While it’s unlikely that many doctors or scientists would employ such tart rhetoric today, recent research on the state of journals suggests that the enterprise continues to have inherent problems—ranging from what to publish, and in what kinds of media, to how to fund journals. Those are largely the same challenges that have plagued medical publishing for more than a century, says medical historian Scott H. Podolsky, a primary care physician at Massachusetts General Hospital who wrote about the evolving medical journal earlier this year in NEJM. Podolsky feels it has never been more relevant to ask, “Is the present journal system the ideal one, moving forward?”
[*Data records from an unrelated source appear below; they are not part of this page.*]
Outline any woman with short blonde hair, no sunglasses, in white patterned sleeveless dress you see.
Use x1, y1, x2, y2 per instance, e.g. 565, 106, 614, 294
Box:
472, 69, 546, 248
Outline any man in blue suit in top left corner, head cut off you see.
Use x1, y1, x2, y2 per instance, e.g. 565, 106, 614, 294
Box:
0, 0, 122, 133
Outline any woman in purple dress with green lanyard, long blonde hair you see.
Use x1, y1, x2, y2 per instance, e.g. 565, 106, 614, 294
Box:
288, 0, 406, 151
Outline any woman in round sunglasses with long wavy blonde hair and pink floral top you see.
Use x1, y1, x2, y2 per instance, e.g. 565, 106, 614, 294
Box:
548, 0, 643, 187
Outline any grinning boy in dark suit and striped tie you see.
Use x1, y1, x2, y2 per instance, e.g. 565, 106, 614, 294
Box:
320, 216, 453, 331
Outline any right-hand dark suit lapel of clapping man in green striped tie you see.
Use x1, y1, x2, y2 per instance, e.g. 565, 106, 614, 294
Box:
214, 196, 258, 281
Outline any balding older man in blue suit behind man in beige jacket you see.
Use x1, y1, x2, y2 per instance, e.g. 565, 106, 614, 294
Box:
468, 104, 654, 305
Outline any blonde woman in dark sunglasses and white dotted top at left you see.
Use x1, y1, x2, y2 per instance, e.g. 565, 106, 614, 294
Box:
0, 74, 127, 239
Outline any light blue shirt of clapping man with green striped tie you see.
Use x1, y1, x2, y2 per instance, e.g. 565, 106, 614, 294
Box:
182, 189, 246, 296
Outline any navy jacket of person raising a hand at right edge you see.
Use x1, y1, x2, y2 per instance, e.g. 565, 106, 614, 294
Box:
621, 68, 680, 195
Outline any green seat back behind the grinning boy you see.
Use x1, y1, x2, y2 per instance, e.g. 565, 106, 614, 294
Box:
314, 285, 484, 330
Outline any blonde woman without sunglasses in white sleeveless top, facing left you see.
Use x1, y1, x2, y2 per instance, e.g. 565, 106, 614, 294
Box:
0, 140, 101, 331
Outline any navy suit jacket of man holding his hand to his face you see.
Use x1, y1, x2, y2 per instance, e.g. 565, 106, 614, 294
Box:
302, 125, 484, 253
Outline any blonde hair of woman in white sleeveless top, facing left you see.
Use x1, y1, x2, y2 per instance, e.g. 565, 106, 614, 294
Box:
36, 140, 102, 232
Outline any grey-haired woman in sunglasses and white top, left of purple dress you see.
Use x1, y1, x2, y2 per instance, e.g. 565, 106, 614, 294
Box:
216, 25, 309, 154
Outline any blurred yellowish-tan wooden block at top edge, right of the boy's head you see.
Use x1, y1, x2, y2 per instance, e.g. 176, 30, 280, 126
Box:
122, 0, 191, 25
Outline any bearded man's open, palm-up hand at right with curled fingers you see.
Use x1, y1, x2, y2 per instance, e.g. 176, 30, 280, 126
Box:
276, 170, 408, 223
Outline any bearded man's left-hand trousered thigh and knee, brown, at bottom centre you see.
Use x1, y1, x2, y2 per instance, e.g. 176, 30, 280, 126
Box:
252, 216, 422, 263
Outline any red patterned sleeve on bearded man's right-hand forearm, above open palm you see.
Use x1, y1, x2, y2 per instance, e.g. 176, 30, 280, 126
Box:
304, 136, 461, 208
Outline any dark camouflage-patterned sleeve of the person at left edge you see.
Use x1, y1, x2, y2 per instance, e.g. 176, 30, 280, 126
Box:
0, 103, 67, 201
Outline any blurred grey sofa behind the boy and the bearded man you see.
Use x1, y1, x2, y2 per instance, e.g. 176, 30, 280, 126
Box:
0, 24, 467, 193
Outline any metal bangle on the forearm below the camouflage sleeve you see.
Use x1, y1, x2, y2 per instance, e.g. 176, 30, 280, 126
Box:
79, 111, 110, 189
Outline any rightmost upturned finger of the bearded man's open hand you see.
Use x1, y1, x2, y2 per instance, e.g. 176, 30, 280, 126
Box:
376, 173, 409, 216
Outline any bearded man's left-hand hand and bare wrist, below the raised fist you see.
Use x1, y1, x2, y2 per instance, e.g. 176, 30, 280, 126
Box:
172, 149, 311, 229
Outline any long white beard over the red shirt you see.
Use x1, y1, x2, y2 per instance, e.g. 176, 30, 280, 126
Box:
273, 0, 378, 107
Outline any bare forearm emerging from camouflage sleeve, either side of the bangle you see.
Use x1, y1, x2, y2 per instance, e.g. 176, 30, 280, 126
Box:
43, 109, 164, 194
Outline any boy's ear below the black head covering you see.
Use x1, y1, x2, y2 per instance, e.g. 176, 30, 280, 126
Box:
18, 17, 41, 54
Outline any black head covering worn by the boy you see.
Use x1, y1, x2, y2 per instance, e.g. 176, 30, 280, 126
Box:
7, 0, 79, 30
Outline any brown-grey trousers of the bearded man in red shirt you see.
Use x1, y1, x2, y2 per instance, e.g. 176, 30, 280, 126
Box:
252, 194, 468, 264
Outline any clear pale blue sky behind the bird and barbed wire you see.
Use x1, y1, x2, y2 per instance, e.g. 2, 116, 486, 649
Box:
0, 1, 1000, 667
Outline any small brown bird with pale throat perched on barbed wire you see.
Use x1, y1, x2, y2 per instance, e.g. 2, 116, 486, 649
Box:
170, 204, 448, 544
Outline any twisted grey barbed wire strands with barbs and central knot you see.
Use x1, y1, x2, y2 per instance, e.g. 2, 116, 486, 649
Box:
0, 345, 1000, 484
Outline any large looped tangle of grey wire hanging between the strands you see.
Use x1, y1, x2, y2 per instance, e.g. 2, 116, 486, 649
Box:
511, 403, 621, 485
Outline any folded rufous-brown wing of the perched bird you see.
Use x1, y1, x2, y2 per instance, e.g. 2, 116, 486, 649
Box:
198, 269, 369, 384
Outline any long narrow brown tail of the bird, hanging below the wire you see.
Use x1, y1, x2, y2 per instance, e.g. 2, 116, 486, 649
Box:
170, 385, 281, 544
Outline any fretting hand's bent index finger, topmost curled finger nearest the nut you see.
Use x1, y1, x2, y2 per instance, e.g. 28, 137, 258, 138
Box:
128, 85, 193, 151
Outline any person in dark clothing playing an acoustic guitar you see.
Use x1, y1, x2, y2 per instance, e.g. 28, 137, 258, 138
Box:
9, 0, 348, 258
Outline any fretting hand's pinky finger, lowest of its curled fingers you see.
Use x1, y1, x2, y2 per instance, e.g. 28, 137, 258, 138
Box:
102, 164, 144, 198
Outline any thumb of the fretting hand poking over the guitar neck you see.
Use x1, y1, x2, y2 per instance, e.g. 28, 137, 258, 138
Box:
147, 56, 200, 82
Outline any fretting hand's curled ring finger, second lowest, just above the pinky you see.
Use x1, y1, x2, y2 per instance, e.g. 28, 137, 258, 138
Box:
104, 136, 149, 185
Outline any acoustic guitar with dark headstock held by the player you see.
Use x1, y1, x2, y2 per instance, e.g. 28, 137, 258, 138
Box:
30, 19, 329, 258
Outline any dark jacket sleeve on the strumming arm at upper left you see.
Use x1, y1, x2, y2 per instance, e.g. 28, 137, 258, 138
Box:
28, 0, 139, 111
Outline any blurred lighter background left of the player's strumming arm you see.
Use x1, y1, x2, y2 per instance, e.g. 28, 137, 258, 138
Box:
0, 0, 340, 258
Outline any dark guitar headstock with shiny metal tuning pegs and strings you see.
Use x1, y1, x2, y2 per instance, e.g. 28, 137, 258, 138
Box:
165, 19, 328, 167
A growing chorus of voices is saying maybe not. During the past decade or so, a fresh philosophy and approach to sharing new medical knowledge has gained a foothold. “Open access” publications, presented online, get studies into “print” relatively quickly, publish a broader range of research and eliminate high subscription fees. That model is putting pressure on traditional journals, and its supporters believe it’s the key to producing a better medical journal. But many others aren’t so sure.
The first English-language general medical journal, Medicina Curiosa, appeared in 1684. It vanished after two issues, yet the idea of disseminating scientific knowledge to doctors in periodical form eventually caught on. Today there are more than 5,600 journals represented in the National Library of Medicine’s database of journal citations, known as MEDLINE/PubMed. Three times a year, a library selection committee considers 180 or so new titles to add to the database.
Until recently, most of these journals operated like consumer magazines, earning revenue by selling advertising space and charging subscription fees ranging from less than $1,000 per year to $20,000 or more. Online journals also sell access to scientific papers and other material à la carte for up to $30 or more per article. But medical journals don’t pay writers. Instead, scientists submit manuscripts for free in hopes of having their research findings distributed to an interested audience.
Journal editors read manuscripts and send the papers that seem promising to peer reviewers, who critique the works’ scientific quality and relevance. Peer reviewers, who are usually unpaid, typically are doctors and scientists from the same fields as the authors of the manuscripts they read. Although journal editors make the final judgment about a manuscript’s fate, the comments of peer reviewers are highly influential.